Science in the Kitchen. eBook

This eBook from the Gutenberg Project consists of approximately 914 pages of information about Science in the Kitchen..


Perfectly ripe fruit is, as a rule, more desirable used fresh than in any other way.  Fruits which are immature, require cooking.  Stewing and baking are the simplest methods of preparation.

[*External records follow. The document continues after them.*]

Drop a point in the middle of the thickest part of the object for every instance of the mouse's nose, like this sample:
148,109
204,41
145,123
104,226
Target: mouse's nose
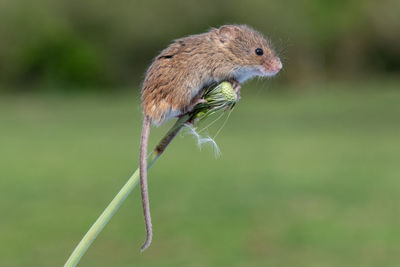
276,65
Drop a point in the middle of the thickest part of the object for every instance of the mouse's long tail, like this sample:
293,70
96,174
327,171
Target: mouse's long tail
143,181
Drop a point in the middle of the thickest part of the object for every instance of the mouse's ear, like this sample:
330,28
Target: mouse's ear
226,33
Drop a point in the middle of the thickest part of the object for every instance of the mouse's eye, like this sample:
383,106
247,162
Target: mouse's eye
259,52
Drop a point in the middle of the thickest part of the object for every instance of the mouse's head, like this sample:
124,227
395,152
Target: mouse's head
249,50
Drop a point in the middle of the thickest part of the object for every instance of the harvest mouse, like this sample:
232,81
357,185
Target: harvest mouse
175,80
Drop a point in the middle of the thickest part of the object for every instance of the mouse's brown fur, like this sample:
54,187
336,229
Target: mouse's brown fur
191,63
176,77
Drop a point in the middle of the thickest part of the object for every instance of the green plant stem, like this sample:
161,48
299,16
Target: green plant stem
114,205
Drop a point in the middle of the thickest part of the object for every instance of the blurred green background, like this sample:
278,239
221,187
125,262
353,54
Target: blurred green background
310,166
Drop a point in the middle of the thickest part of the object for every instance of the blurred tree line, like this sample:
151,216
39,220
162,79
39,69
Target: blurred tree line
100,44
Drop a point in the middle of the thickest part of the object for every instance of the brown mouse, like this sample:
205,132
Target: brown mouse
176,78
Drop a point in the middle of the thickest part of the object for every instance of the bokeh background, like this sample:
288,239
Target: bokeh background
310,166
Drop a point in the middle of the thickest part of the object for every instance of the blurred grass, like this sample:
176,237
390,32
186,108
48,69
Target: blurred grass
305,179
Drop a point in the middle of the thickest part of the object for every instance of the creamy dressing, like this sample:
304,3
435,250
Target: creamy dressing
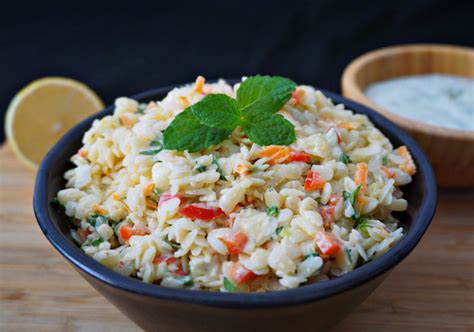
441,100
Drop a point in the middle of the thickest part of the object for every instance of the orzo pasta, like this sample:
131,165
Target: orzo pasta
236,216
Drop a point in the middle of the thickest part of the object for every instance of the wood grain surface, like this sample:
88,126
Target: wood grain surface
432,290
440,144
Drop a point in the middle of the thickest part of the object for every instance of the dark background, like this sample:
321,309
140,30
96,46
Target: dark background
124,48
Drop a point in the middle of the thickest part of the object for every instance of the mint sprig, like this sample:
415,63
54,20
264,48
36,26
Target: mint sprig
214,118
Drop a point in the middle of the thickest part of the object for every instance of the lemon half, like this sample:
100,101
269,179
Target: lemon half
43,111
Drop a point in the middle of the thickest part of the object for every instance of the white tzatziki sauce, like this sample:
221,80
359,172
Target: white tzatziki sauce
441,100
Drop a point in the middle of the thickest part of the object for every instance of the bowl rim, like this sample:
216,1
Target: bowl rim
300,295
349,84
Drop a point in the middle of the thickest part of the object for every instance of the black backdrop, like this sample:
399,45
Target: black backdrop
124,48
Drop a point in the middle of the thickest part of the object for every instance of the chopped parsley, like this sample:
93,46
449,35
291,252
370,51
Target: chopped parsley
156,192
141,109
229,286
351,197
97,241
156,143
278,230
97,219
171,244
150,152
273,211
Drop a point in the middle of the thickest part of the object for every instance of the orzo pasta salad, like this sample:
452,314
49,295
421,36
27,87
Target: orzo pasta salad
259,186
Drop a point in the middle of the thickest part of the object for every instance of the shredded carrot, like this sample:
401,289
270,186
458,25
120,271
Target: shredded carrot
361,175
151,204
126,121
151,105
408,164
184,101
388,172
117,197
148,189
276,154
361,179
347,125
199,85
242,169
82,152
297,95
99,209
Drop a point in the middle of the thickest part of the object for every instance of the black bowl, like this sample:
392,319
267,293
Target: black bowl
310,307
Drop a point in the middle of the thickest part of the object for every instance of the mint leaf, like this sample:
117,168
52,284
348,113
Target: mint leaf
264,93
187,133
217,111
269,129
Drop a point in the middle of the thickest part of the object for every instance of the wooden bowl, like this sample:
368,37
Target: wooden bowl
450,151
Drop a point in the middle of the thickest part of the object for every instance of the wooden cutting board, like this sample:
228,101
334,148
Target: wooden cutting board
432,290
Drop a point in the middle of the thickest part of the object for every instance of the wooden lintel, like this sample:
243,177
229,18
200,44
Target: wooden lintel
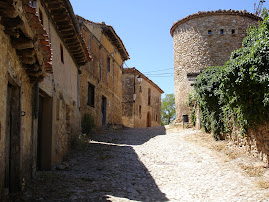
26,52
12,32
12,22
28,60
21,44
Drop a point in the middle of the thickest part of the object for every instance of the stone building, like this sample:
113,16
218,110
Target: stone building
141,100
59,117
25,57
39,96
101,79
201,40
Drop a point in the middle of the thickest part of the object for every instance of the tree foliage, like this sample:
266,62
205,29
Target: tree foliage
168,109
236,95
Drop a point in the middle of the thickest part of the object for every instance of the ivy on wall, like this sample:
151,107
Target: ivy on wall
236,95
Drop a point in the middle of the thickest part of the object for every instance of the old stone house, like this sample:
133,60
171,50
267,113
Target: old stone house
101,79
59,117
39,97
141,100
201,40
25,57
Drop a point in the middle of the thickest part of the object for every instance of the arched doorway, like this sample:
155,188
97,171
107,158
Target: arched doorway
148,120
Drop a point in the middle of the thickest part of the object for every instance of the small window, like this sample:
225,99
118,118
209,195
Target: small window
149,96
108,64
140,111
41,16
32,4
91,91
62,53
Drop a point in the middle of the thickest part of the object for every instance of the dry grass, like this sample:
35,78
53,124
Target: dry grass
253,171
263,183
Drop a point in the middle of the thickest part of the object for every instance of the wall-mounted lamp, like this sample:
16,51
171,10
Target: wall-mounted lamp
139,79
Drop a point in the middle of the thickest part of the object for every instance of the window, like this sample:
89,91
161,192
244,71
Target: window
41,16
90,40
62,53
91,89
108,64
149,96
33,4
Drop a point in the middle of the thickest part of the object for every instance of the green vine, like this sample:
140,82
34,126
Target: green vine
236,95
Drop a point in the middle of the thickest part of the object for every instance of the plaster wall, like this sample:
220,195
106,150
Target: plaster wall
131,113
106,83
12,72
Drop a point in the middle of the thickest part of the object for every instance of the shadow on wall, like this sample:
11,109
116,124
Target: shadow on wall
109,168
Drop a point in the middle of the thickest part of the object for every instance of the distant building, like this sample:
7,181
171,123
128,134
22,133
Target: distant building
141,100
39,99
101,79
25,58
201,40
59,117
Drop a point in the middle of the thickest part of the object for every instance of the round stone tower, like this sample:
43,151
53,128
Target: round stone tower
201,40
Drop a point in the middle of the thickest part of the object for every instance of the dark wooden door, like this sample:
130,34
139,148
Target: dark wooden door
13,135
148,120
103,110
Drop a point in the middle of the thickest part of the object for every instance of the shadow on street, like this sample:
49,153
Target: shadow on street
108,168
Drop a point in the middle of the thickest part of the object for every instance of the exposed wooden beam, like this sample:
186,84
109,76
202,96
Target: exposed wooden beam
21,44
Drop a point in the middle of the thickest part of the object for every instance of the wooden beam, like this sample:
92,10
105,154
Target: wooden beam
21,44
28,60
26,52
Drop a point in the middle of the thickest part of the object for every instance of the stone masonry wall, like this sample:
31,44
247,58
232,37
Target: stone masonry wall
13,72
106,83
207,39
131,116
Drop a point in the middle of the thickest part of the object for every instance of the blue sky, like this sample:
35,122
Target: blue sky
144,27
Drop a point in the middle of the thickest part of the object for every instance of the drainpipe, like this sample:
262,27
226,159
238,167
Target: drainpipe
134,97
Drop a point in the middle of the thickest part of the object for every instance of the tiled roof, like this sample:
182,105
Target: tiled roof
63,16
109,31
243,13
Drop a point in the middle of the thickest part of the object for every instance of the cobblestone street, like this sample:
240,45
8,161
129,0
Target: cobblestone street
149,164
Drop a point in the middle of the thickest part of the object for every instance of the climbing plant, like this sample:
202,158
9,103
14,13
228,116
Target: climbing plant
236,95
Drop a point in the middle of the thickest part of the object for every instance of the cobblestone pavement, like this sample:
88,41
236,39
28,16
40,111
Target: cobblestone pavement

GENERAL SUGGESTIONS FOR COOKING FRUIT.—­The utensils for stewing should be porcelain-lined, or granite ware.  Fruit cooked in tin loses much of its delicate flavor; while if it be acid, and the tin of poor quality, there is always danger that the acid of the fruit acting upon the metal will form a poisonous compound.  Cover with a china plate or granite-ware cover, never with a tin one, as the steam will condense and run down into the kettle, discoloring the contents.  Use only silver knives for preparing the fruit, and silver or wooden spoons for stirring.  Prepare just before cooking, if you would preserve the fruit perfect in flavor, and unimpaired by discoloration.  In preparing apples, pears, and quinces for stewing, it is better to divide the fruit into halves or quarters before paring.  The fruit is more easily handled, can be pared thinner and cored more quickly.  Peaches, apricots, and plums, if divided and stoned before paring, can be much more easily kept whole.

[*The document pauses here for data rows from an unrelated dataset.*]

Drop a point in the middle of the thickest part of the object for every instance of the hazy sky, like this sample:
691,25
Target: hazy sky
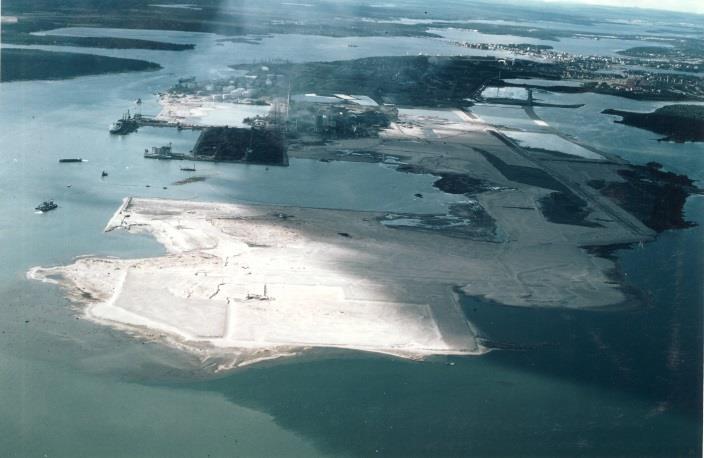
687,6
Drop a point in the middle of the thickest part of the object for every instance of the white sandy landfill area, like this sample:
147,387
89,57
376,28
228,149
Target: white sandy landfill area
246,283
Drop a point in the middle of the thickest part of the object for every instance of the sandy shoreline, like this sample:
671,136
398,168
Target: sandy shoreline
204,295
246,283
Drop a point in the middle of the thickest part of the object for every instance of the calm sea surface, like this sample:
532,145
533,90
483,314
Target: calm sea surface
592,384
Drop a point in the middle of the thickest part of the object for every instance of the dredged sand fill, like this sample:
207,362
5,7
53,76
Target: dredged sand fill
246,283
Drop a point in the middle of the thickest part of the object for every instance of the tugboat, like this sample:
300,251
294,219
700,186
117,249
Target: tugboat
46,206
126,125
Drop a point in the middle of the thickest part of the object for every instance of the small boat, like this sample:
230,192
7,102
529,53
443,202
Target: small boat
46,206
126,124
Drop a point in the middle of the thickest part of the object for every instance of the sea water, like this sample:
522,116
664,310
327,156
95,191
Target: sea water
587,383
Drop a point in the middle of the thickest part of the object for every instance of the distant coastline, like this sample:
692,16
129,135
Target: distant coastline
21,64
679,123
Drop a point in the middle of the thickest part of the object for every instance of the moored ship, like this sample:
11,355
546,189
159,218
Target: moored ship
125,125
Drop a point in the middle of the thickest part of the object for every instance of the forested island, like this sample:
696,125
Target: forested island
679,123
32,64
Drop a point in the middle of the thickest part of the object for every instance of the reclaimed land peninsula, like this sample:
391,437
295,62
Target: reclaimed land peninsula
240,283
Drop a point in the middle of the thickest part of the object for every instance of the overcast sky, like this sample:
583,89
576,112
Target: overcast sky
687,6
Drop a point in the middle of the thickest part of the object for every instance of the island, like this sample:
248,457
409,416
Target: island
679,123
19,64
532,220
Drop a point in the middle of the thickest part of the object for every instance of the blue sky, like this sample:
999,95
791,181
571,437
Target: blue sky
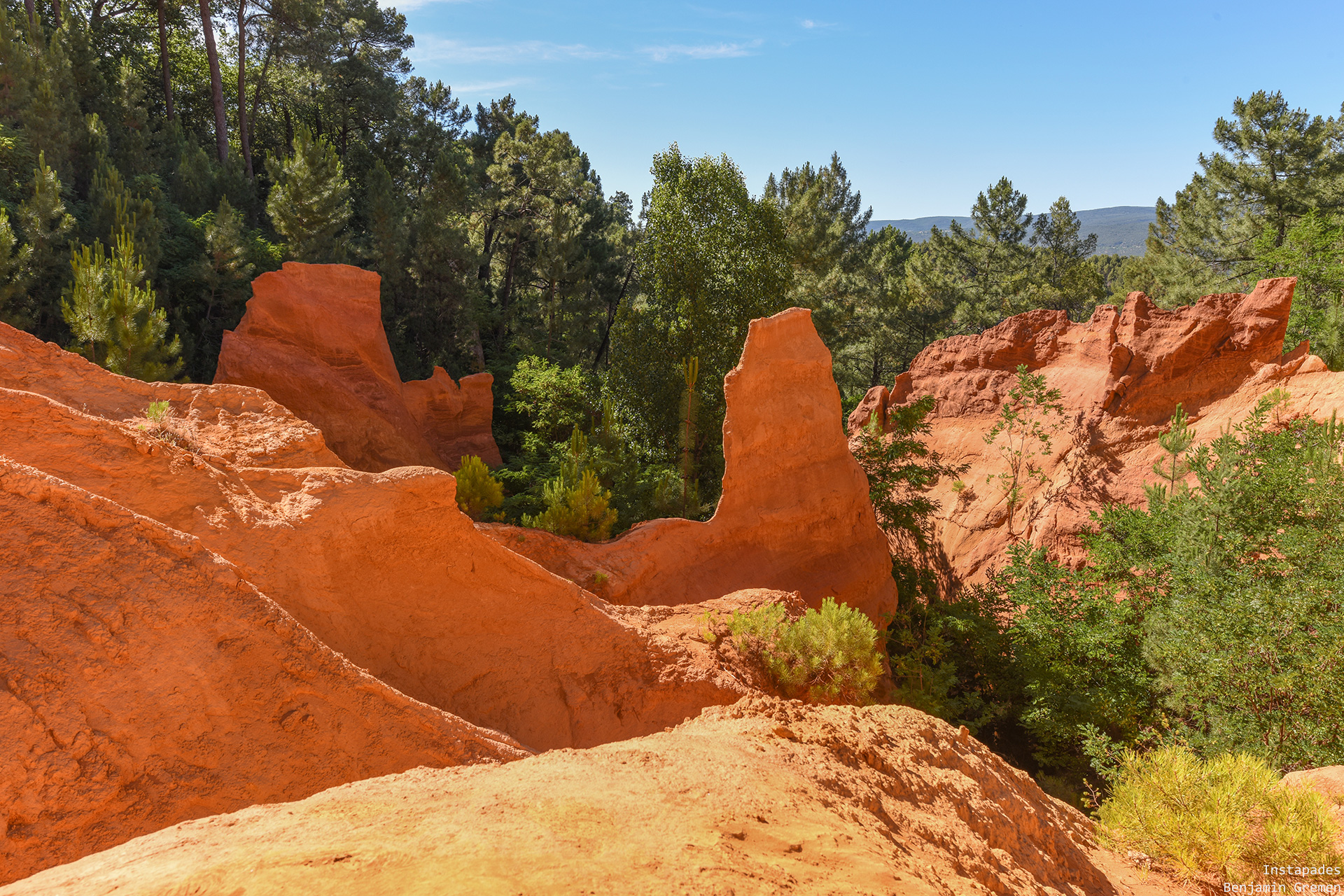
926,104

Cook in a small quantity of boiling water, and if economy is a point to be considered, do not add sugar until the fruit is done.  Sugar boiled with an acid will be converted into glucose, two and one half pounds of which only equal one pound of cane sugar in sweetening properties.  It will require a much larger amount of sugar to sweeten fruit if added before the cooking process is completed.  Fruit should be cooked by stewing, or by gentle simmering; hard boiling will destroy the fine flavor of all fruits, and especially of berries and other small fruits.  Cinnamon, cloves, or other spices, should not be added, as their stronger flavors deaden or obliterate the natural flavor, which should always be preserved as perfectly as possible.  If desirable to add some foreign flavor, let it be the flavor of another fruit, or the perfume of flowers.  For Instance, flavor apple with lemon, pineapple, quince, or rose water.

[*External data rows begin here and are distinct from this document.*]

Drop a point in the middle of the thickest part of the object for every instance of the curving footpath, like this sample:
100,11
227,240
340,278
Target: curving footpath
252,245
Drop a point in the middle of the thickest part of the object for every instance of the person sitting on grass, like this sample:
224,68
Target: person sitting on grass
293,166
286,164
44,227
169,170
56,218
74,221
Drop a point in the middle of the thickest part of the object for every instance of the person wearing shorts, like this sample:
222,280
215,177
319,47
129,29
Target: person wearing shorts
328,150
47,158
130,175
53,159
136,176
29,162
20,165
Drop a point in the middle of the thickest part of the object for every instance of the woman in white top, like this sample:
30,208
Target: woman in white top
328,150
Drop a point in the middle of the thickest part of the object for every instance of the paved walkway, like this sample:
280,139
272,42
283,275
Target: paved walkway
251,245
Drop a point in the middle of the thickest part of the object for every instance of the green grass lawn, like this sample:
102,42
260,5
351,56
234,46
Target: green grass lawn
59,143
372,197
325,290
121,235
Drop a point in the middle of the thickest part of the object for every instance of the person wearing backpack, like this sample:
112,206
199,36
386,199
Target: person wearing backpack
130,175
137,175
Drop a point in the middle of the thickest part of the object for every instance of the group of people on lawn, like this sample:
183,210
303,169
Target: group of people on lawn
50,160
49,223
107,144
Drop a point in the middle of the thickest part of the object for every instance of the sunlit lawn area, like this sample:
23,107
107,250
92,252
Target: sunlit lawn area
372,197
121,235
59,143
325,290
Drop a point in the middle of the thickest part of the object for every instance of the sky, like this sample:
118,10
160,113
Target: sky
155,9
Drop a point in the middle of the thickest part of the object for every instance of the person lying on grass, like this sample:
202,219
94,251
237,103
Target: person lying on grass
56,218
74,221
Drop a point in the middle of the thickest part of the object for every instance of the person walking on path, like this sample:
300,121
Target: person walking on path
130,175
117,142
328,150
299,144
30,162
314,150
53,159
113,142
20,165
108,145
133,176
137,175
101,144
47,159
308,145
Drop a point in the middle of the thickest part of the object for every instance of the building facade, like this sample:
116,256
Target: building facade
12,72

Unripe fruit is improved by making the cooking quite lengthy, which acts in the place of the ripening process, changing the starchy matter to saccharine elements.  In cooking fruit, try to preserve its natural form.  The more nearly whole it is, the better it looks, and the more natural will be its flavor.

Apples are best cooked by baking.  Pears and quinces are also excellent baked.  The oven should be only moderately hot; if the heat is too great, they brown on the outside before they are done throughout.  In cooking fruit by any method, pains should be taken to cook together such as are of the same variety, size, and degree of hardness; if it is to be cut in pieces, care should be taken to have the pieces of uniform size.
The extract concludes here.